How to put AI to work on your performance engineering right now

If you've attended a webinar on artificial intelligence (AI) and machine learning (ML) lately, you've likely heard that they are sweeping the globe, and perhaps you've heard that we'll be able to simply point software at a website, click "go," and get performance test results, all thanks to the magic of AI.

As with most software promises, a little healthy skepticism goes a long way. Yet the questions remain: Are there applications of AI/ML with implications on performance engineering? Are any of them being used in the wild with success? And if so, what are they and how can they be reproduced in our neck of the woods?

Here are six ways AI and ML are changing performance engineering, presented as questions that AI and ML can help answer.

Where is our performance in production headed?

The amount of data in production logs can be overwhelming. Even in the aggregate it can be confusing; an API result simply is not the same thing as an image file or other piece of static content. That means the measure of the average time to serve requests could be misleading. A list of delays by service might mean something to an IT manager, but not much. Median time is probably more informative. And the argument rages on.
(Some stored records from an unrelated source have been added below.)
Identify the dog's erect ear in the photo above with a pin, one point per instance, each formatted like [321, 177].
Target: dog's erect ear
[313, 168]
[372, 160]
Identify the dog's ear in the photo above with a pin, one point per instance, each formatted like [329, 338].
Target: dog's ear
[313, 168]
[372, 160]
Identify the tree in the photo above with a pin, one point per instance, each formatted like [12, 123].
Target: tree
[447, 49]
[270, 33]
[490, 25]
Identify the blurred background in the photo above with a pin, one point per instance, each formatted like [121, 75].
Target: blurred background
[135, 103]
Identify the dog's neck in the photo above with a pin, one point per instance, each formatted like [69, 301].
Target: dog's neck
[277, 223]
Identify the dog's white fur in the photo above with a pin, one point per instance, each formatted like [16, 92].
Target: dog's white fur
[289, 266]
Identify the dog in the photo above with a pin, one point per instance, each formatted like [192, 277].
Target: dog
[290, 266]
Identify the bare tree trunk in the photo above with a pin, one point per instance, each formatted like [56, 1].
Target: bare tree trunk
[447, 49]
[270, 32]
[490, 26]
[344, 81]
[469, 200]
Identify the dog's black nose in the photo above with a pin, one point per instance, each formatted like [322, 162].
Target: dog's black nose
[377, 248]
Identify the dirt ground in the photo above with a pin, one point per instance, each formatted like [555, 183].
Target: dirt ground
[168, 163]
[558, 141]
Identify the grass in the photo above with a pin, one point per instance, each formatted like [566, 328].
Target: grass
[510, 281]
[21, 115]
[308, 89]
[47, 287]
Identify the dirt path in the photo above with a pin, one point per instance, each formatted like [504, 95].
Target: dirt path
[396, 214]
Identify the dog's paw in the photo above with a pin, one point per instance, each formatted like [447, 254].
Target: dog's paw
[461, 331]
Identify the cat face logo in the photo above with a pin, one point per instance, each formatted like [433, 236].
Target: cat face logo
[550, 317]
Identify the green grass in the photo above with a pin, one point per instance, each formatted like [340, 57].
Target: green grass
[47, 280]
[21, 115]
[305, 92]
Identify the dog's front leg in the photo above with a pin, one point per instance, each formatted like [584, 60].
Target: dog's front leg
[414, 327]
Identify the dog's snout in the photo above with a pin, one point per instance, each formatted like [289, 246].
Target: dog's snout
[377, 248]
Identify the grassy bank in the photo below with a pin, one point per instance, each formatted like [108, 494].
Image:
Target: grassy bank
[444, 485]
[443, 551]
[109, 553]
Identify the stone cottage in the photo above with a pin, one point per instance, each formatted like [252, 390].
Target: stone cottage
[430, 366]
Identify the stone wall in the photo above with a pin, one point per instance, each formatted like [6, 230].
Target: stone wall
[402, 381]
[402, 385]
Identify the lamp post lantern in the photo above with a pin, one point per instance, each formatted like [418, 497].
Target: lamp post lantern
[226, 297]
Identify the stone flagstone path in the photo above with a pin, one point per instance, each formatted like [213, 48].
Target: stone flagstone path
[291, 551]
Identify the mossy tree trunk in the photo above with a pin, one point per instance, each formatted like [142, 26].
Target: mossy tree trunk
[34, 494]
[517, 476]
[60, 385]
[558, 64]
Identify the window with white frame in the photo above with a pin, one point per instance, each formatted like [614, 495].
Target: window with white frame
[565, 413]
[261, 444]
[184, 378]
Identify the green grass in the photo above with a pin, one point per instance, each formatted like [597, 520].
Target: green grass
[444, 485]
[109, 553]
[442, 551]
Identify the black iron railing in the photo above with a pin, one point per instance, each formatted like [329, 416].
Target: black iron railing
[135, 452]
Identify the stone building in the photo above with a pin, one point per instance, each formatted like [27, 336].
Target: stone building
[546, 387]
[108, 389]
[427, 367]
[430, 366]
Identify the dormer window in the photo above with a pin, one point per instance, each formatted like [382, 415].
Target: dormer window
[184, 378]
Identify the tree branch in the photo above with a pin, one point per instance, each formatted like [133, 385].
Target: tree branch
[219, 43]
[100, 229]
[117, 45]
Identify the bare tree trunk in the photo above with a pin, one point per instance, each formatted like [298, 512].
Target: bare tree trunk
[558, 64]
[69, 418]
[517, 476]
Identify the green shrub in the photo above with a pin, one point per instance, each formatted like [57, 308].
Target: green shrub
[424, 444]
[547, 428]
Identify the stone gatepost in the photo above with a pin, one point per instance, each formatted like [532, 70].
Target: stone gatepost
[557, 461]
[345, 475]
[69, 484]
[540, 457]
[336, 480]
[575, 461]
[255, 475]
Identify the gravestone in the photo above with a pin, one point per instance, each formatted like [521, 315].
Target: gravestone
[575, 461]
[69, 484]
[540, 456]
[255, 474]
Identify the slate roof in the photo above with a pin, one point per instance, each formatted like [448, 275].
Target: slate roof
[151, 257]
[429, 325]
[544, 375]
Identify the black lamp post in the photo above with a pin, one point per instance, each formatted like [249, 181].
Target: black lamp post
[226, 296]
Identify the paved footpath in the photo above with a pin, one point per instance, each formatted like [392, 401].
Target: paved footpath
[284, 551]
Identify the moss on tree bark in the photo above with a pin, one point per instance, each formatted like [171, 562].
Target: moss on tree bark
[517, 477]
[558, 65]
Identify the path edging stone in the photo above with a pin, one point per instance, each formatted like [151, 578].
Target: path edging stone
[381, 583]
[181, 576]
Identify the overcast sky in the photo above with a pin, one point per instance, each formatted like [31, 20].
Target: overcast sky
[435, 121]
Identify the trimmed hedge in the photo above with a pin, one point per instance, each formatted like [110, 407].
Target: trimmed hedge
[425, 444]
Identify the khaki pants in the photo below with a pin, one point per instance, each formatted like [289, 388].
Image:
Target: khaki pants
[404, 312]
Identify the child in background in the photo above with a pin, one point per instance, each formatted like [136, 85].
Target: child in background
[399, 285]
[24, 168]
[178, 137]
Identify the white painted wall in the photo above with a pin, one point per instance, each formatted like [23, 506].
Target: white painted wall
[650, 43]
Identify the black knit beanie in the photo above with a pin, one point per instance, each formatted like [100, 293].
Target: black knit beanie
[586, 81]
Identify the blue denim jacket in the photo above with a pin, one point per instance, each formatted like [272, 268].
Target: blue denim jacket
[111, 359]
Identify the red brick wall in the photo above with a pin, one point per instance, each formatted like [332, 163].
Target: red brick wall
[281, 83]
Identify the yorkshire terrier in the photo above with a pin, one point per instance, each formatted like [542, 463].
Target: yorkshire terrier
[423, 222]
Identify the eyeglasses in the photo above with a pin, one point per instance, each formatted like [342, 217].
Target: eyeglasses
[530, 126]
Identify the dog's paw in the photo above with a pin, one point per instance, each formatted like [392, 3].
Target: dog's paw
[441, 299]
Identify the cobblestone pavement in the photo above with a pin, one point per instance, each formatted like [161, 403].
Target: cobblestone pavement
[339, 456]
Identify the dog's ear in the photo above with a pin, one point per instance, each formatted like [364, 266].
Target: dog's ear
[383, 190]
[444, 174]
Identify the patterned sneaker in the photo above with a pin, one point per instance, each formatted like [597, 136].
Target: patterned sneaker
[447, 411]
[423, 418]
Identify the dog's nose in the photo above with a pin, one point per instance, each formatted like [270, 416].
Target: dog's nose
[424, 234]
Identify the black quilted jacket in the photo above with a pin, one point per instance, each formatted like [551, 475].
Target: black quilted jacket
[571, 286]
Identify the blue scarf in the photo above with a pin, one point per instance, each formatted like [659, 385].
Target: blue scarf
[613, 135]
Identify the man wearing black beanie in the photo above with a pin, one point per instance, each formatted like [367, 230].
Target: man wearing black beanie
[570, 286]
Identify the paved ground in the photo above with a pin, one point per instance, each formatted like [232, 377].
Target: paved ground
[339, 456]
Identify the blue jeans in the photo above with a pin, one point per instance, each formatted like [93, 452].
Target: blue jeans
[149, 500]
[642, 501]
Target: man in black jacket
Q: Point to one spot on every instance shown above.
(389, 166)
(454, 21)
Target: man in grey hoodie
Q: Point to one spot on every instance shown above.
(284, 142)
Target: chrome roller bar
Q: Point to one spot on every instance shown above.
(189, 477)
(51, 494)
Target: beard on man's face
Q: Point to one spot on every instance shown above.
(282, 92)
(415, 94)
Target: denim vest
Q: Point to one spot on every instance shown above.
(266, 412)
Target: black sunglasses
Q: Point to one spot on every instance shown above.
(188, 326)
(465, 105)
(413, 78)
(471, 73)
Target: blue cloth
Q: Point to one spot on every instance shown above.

But is a look at today's production performance as valuable as knowing where we are going? The simplest application of ML is to use data sources to predict trends. Trends help leaders tell if a situation is under control, getting better, or getting worse—and how fast it's improving or worsening. An ML chart could predict performance problems, allowing the team to take corrective action. And as Benjamin Franklin said, an ounce of prevention is worth a pound of cure.

And it may be possible to test the fix before deploying to production. Being able to verify a fix is great, but being able to do so before impacting a single live user is even better.

What are our users doing?

Historically, a great deal of performance testing has been guesswork. Testers guess at what the users will do, sometimes informed by a log. If the log is organized in a particularly helpful way, the tester might be able to write a Ruby script to figure out what actions are happening the most, or how often, or how long they take. It can take a great deal of time to build enough of these tools to get a full picture of what is happening, or, more likely, what was happening yesterday. And as new features and new APIs with new URLs are added, these tools become obsolete.

Distributed search engine tools flip when using unsupervised ML. You throw all your logs into a shared network drive, the ML tool indexes them, and then you can search using something close to English. The natural-language processing (NLP) tool then tries to figure out what you mean and to give you the answer.

I've used these sorts of tools to find the specific errors happening to customers in production, but also to find out how many times a particular activity is happening over a given time period. Performance engineers can ask today's questions using something similar to a Google search engine, perhaps with a few special keystrokes.

The next step beyond a search engine is an ML tool, perhaps aided by a few keywords or groupings, to look through logs. That may be on the horizon.

How do we make realistic data?

Classic performance tools have the tester perform some operation through the user interface, for example, log in, do a product search, click on the product, add to cart, log out. The tool will record the packets, then play them back.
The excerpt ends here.